The Democrats Angrily Stamp their Trotters
As the country’s recession deepened, the government provided hundreds of billions of dollars of taxpayer funds to rescue the nation’s floundering banks. Now, lawmakers want to know how that money is being used: to increase lending to consumers or spent on executive bonuses, luxury jets, and posh trips to Las Vegas or Monte Carlo.
“We have a bunch of idiots on Wall Street that are kicking sand in the face of the American taxpayer,” Sen. Claire McCaskill, D-Mo., recently said from the Senate floor.
“I’m mad,” she said. “Everyone I work for is mad.”
This morning, Rep. Barney Frank, D-Mass., will demand answers from chief executives of eight banks receiving government funds as part of the Troubled Asset Relief Program (TARP) when they come to Capitol Hill to appear before his House Financial Services Committee.
Congress and the Senate, you see, are very angry because apparently the banks abused their trust and didn’t use the money for lending at all. How did THAT happen???:
Neither were the banks required, as Detroit would have been, to get rid of their private jets or supply Treasury with in-depth restructuring plans in exchange for bailout funds….
Rather it is to remind everyone the degree to which the banks have been blessed with a no-questions-asked bailout that will almost certainly generate tremendous taxpayer losses down the road….
But the Troubled Asset Relief Program is open to banks that are both well and sickly. And nobody overseeing the program seems eager to ensure that its funds go only to those institutions that will survive and be able to pay back the taxpayer…
But an audit of the Troubled Asset Relief Program, released last week by the Government Accountability Office, suggests that the program’s holes are many.
For example, the G.A.O. said, Treasury has no way to determine if the program is achieving its goals of increased lending by banks. There also seems to be no monitoring of the banks’ compliance with TARP limits on executive compensation, the G.A.O. added.
That’s right: there was no oversight. Maybe Congress doesn’t read the news:
In his column on Saturday, The Times’s Joe Nocera told about a conference call that he had listened in on recently between employees and executives of JPMorgan Chase. Asked how an infusion of $25 billion of bailout funds would change the bank’s lending policy, an executive said the money would be used to buy other banks.
“I think there are going to be some great opportunities for us to grow in this environment, and I think we have an opportunity to use that $25 billion in that way,” the executive said. He added that the money could also be used as a backstop in case “recession turns into depression or what happens in the future.”
There was not a word about lending — not to businesses or home buyers or car buyers or students or other consumers. Just the opposite. In response to another question, the executive said that the bank expected to continue to tighten credit.

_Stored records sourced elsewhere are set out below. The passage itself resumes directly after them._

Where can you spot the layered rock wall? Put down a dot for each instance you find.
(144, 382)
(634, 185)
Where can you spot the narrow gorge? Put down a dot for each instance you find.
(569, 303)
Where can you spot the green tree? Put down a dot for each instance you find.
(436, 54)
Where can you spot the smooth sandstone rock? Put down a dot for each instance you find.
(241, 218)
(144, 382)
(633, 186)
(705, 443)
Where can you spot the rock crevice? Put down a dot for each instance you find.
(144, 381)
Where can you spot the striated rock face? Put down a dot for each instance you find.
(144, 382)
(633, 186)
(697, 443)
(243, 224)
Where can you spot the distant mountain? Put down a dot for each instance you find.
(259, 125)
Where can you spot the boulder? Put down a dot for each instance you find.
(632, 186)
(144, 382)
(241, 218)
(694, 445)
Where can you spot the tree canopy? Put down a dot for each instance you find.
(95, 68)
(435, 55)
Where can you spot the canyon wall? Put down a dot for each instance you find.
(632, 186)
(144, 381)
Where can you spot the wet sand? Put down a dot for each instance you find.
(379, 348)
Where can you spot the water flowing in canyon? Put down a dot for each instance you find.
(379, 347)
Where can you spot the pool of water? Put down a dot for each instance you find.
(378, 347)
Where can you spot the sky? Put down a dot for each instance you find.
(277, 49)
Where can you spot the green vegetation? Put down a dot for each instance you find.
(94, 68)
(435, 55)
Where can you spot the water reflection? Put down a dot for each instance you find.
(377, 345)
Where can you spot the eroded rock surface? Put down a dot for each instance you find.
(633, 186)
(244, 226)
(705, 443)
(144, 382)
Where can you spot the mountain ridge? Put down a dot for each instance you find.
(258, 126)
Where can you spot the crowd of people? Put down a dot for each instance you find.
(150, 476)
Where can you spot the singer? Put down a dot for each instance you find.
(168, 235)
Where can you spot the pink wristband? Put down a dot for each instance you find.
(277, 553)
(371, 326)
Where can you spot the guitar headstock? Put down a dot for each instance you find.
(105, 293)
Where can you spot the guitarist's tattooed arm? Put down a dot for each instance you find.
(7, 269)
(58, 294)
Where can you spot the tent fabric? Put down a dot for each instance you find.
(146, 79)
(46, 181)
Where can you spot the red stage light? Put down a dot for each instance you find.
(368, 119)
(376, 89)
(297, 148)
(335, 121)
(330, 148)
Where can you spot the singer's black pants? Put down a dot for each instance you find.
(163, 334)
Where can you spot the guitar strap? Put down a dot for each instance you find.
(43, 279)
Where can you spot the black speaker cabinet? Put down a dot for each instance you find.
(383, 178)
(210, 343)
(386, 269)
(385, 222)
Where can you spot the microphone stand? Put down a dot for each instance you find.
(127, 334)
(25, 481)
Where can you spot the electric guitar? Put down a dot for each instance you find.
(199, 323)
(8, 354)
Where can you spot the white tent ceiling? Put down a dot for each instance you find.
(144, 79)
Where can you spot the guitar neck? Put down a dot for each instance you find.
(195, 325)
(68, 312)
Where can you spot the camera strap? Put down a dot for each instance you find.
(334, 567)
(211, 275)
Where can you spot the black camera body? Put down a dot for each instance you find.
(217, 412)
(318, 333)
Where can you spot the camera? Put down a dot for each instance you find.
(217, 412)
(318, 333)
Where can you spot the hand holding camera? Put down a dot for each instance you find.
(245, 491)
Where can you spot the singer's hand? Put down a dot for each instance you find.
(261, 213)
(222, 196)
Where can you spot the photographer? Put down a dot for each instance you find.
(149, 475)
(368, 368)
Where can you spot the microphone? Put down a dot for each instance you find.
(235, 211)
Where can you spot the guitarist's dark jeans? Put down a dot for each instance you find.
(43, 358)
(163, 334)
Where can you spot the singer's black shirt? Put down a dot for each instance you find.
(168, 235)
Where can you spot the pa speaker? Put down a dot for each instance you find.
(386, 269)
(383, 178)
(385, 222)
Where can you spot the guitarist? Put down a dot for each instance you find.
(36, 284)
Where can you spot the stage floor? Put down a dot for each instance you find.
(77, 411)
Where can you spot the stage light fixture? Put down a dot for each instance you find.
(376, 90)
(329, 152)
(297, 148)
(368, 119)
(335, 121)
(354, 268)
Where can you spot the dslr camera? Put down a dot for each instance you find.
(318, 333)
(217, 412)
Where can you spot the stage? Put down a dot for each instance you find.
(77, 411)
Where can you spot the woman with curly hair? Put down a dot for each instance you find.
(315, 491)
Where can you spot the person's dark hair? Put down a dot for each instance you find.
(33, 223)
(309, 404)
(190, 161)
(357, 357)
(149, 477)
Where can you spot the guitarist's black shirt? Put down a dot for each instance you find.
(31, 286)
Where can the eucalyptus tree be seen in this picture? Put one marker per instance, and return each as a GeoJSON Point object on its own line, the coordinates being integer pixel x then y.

“It’s unprecedented,” said Bob Eisenbeis, chief monetary economist at Vineland, New Jersey-based Cumberland Advisors Inc. and an economist for the Atlanta Fed for 10 years until January. “The backlash has begun already. Congress is taking a lot of hits from their constituents because they got snookered on the TARP big time. There’s a lot of supposedly smart people who look to be totally incompetent and it’s all going to fall on the taxpayer.”
Barney, Claire, and all the rest of their friends in Congress and the Senate are “supposedly smart people who look to be totally incompetent”, but if that becomes conventional wisdom, the voters might want to elect someone with more prudent financial management skills (ie, someone who doesn’t simply light piles of money on fire). So they want to put the blame on the very people who they enabled by making a very public show of their outrage.
The big question is “does this fool anyone”. Will the fools who enabled the bailout abuse successfully deflect the blame?